* Wednesday…
Illinois’s next big bond deal sounds like a municipal-market oxymoron: the worst-rated state in the nation is offering more than half a billion dollars of AAA debt.
The $573 million of securities the state plans to sell Thursday are secured by a stream of sales-tax revenue that’s diverted to investors, earning the deal the highest ranking from S&P Global Ratings. That’s seven steps above the state’s general-obligation debt, which is backed only by the government’s guaranty to pay what it owes.
“We expect the state of Illinois’s sales-tax bonds to fare better than the state of Illinois’s GO bonds, primarily due to the substantial support from the designated sales tax,” said Richard Ciccarone, the Chicago-based president of Merritt Research Services LLC, which analyzes municipal finances. “However, they will suffer.
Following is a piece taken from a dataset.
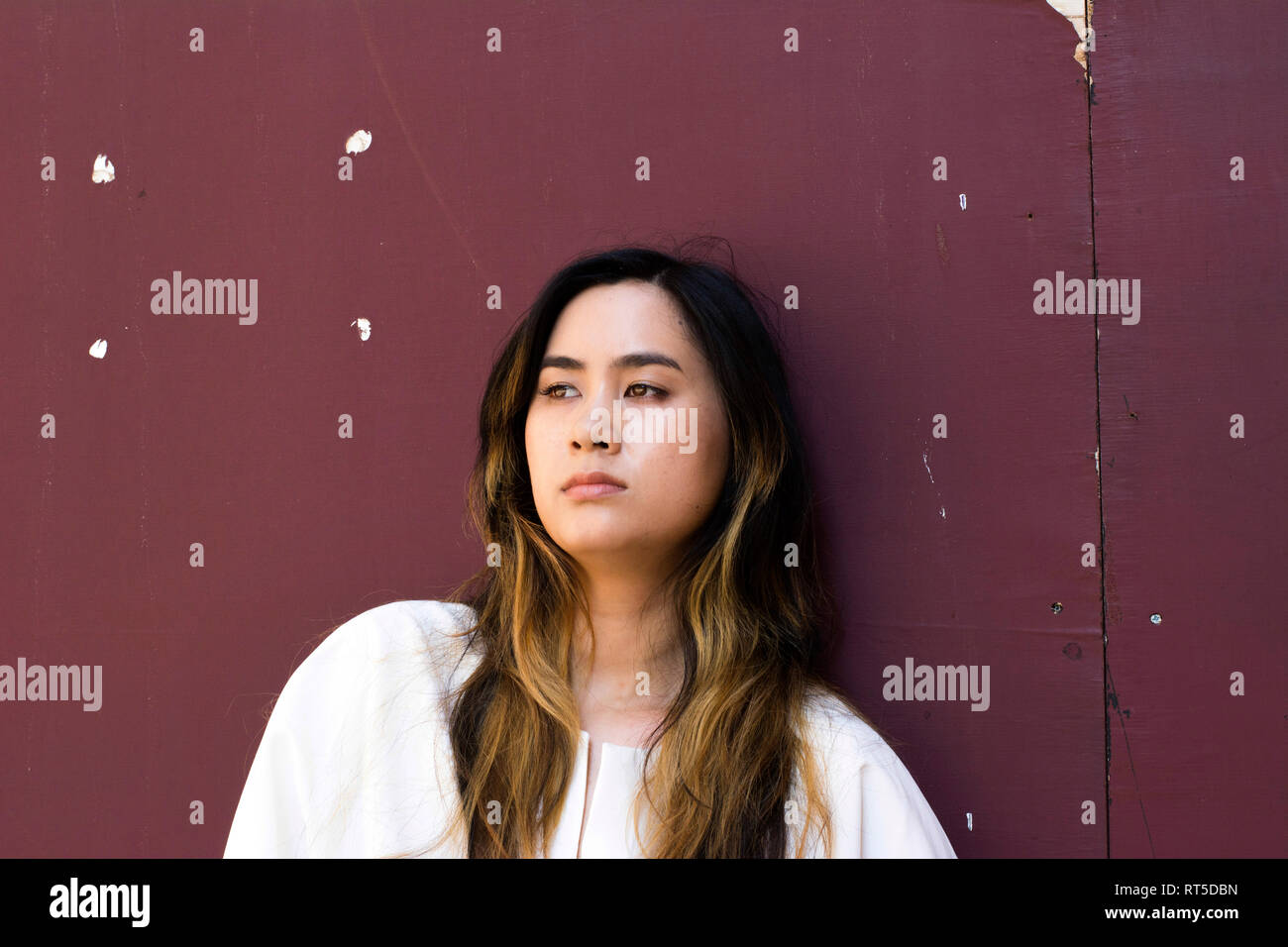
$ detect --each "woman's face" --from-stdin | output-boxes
[524,281,729,570]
It will extract a higher borrowing penalty than would normally be expected for such a high-rated bond issue because of the chronic financial pressures.”
The sale went better than expected, but the cost was still higher than other states with AAA ratings.
* Today…
Illinois sold nearly $549 million of revenue bonds in competitive bidding on Thursday, dodging a steep market penalty the financially struggling state has paid for its general obligation bonds.
The Build Illinois bonds, backed by the state’s sale tax revenue, have high-quality credit ratings of AAA from Standard & Poor’s and AA-plus from Fitch Ratings versus Illinois’ low-investment-grade GO ratings, which are the weakest among the 50 states.
Illinois has a huge $111 billion unfunded pension liability and a chronic budget deficit. It was the only state without a complete fiscal 2016 budget due to a political impasse.
Bank of America Merrill Lynch won the biggest chunk of the bond issue - nearly $187 million of tax-exempt refunding bonds.
The pricing resulted in a spread over Municipal Market Data’s benchmark triple-A yield scale for 10-year bonds of 48 basis points, about 20 basis points narrower than the state’s last tax-exempt Build Illinois bond sale in June 2013.
The spread was also almost 3.5 times narrower than Illinois’ 166 basis-point spread over the scale for 10-year GO bonds.
…Adding… From the governor’s office…
Hi there –
Wanted to send you this statement for bond sale post.
STATEMENT: We were pleased with strong interest from the public finance community that enabled the State to borrow at historically low interest rates – and by cutting interest rates in half on some of our outstanding Build Illinois bonds, we will provide taxpayers $56 million in savings without extending debt service payments.
Thanks!
ck
- Publius - Friday, Aug 26, 16 @ 1:51 pm:
High prices makes more money for those investors, hmmm didn’t our governor come from the investment world? You don’t think this mess could be planned do you?
- Publius - Friday, Aug 26, 16 @ 1:53 pm:
Is it public record who buys the bonds? Are there any reporters anymore willing to look into this possibility
- Rich Miller - Friday, Aug 26, 16 @ 2:01 pm:
Publius, take a breath and remove your tinfoil hat. The state got a better deal than the last time it sold similar bonds.
- Steve Schnorf - Friday, Aug 26, 16 @ 2:07 pm:
The rating agencies continue their charade that bonds backed by a portion of the state’s sales tax revenue are safer than ones backed by all the state’s tax revenues
- Gone - Friday, Aug 26, 16 @ 2:12 pm:
Publius,
If there were savings because these bonds were sold at lower interest rates than the bonds the state was holding, doesn’t that mean the bankers are making less money off of the people of Illinois?
- Ron - Friday, Aug 26, 16 @ 2:34 pm:
Bankers pay taxes.
- Whatever - Friday, Aug 26, 16 @ 4:52 pm:
==The $573 million of securities the state plans to sell Thursday are secured by a stream of sales-tax revenue that’s diverted to investors, earning the deal the highest ranking from S&P Global Ratings. That’s seven steps above the state’s general-obligation debt, which is backed only by the government’s guaranty to pay what it owes.==
And when you pledge assets or revenue streams that would otherwise be available to pay GO bonds, you increase the risk of default on GO bonds, however slightly. This will increase the interest rate on future offerings, unless they are secured by their own revenue streams or assets. No magic bullet here.